Now the French hyphenation works well without explicite NOHYPHEN and NEXTLEVEL declarations in the hyphenation dictionary. See the attached test file.
Comment 4 mlodewijck 2011-12-21 23:11:10 UTC
(In reply to comment #3)
> Fixed in LibreOffice:
> http://cgit.freedesktop.org/libreoffice/core/commit/?id=4a3ca24020bdaa956acbefd911e688917c7fa3dd
> 
> Now the French hyphenation works well without explicite NOHYPHEN and NEXTLEVEL
> declarations in the hyphenation dictionary. See the attached test file.


Thank you, László! I will check this as soon as I can afford it.

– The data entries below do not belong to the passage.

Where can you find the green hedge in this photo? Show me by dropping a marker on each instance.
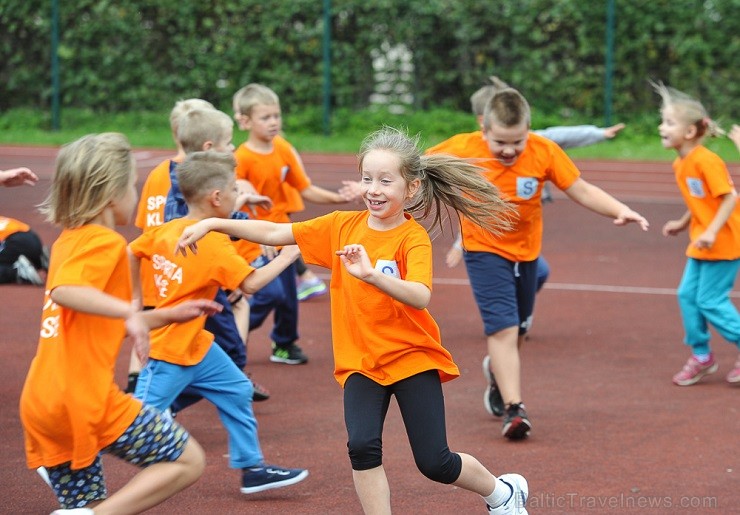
(144, 54)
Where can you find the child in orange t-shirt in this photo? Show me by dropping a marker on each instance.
(193, 133)
(22, 254)
(385, 341)
(503, 268)
(713, 222)
(185, 354)
(71, 408)
(271, 166)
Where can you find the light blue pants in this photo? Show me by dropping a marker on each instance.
(704, 297)
(219, 380)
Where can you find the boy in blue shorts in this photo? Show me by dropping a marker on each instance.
(185, 355)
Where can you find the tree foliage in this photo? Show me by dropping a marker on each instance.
(144, 54)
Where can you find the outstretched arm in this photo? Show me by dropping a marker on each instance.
(258, 231)
(356, 261)
(597, 200)
(707, 238)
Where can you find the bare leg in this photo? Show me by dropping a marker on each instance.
(475, 477)
(156, 483)
(503, 348)
(373, 490)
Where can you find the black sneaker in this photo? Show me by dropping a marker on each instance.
(492, 399)
(266, 477)
(516, 423)
(26, 273)
(259, 392)
(290, 354)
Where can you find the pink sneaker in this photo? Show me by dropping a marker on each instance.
(734, 376)
(693, 370)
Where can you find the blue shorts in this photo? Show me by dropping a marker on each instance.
(151, 438)
(504, 290)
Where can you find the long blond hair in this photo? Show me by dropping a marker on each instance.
(690, 110)
(90, 173)
(447, 182)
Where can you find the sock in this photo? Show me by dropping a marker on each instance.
(703, 358)
(500, 494)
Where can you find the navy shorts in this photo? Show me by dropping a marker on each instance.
(504, 290)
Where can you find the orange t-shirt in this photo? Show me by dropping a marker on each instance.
(10, 226)
(150, 213)
(71, 407)
(269, 174)
(521, 184)
(180, 278)
(372, 333)
(703, 179)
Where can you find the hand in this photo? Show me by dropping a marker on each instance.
(356, 261)
(350, 191)
(611, 132)
(627, 216)
(269, 252)
(189, 237)
(191, 309)
(18, 177)
(705, 240)
(138, 331)
(454, 256)
(673, 227)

By the way, I noticed that the NOHYPHEN parameter has been problematic from the start for the French words (if no explicit additional patterns) :-/

ml
Comment 5 Caolán McNamara 2011-12-22 15:49:56 UTC
caolanm->László: FWIW I got a little confused in this area today. i.e. I bumped hyphen to version 2.8.3 in master and I believe I accidentally wiped out this fix (for master, not 3-5) because the change happened inside the hyphen-2.7.1-2.8.3 patch which I presumed just upgraded 2.7.1 to 2.8.3 :-(

This fix here isn't actually in hyphen-2.8.3 right ?, and it isn't in upstream hyphen CVS for to-be 2.8.4 either yet right ? (should it be ?)

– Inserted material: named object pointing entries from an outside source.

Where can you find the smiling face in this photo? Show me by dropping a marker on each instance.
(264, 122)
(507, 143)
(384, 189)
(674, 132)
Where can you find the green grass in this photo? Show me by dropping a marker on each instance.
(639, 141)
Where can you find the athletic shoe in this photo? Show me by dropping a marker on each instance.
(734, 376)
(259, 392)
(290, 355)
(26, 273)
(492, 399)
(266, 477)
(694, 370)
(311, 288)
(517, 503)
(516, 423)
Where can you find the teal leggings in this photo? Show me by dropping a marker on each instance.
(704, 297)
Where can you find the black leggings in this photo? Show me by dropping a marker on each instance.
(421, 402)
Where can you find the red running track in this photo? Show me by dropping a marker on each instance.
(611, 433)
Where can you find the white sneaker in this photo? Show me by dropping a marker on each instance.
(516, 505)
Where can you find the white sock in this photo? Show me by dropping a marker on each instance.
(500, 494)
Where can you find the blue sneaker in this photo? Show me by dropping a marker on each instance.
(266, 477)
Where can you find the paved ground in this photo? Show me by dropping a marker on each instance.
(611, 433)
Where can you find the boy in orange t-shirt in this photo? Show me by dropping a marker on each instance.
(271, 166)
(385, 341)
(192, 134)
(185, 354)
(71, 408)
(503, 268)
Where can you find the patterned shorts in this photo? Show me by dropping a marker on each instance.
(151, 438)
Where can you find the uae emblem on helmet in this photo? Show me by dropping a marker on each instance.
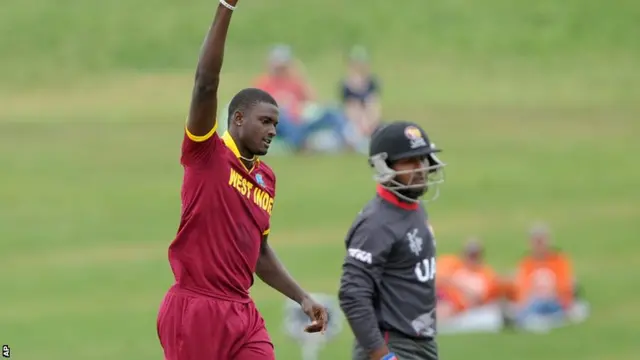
(295, 320)
(415, 137)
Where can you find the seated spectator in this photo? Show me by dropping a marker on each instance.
(360, 94)
(465, 282)
(300, 115)
(544, 288)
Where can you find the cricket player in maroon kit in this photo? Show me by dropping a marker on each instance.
(227, 200)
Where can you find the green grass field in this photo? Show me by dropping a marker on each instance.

I think I restored this specific fix as http://cgit.freedesktop.org/libreoffice/core/commit/?id=84897d4b3b2a0e4719b00fb06abb8c04e3c20c24
Comment 6 László Németh 2011-12-23 07:44:52 UTC
(In reply to comment #5)
nemeth->Caolán: This is a quick fix only for LibreOffice, yet. If this modification could result double hyphens by hyphenation near hard hyphens sporadically (I wasn't be able to reproduce this problem with the recent 3.5 master), I will limit this patch only for French (using explicit patterns) before searching the root of the apostrophe problem (in hyphen, lingucomponent or other module). Original hyphenation algorithms (the default hyphenation at hard hyphens and the libhyphen based hyphenation) had no conflict, but from OOo 3.3 libhyphen gets words with hyphens, too, and now we need to hyphenate at hard hyphens to fix the frequent missing hyphenation (not only at hard hyphens).
Thanks for preserving the patch. I will test it again in beta 2 and the recent source.
Comment 7 László Németh 2011-12-27 06:29:34 UTC
I have found double hyphens in my tests (eg. in the word "va-t’en-touil") and some other anomalies (eg. forced break in all position of "touil" without hyphens in va-t’en-touil), so I completely removed the libhyphen based breaks at hard hyphens:

http://cgit.freedesktop.org/libreoffice/core/commit/?id=af366b733201bc3ed982e807c3ca4bc300b3700d

The implicite declaration:

NOHYPHEN ',’,-
1-1
1'1
1’1
NEXTLEVEL

These patterns fix the bad hyphenation of words with hard hyphens (resulted by the different word boundaries), but now they don't fix the frequent missing hyphenation at hard hyphens (resulted by the competing hyphenation mechanisms).

> Original hyphenation algorithms (the default hyphenation at hard
> hyphens and the libhyphen based hyphenation) had no conflict, but from OOo
> 3.3 libhyphen gets words with hyphens, too, and now we need to hyphenate at
> hard hyphens to fix the frequent missing hyphenation (not only at hard
> hyphens).

Sorry, the hyphenation could miss only hard hyphens, when there is enough space (for a libhyphen based search for a potential hyphenation break after the hard hyphen) and there is an appropriate hyphenation point before the hard hyphen. Eg. "eighteen-year-old" will be hyphenated as "eigh=teen-year-old" instead of the possible "eighteen=year-old", especially when there is more free place in the line.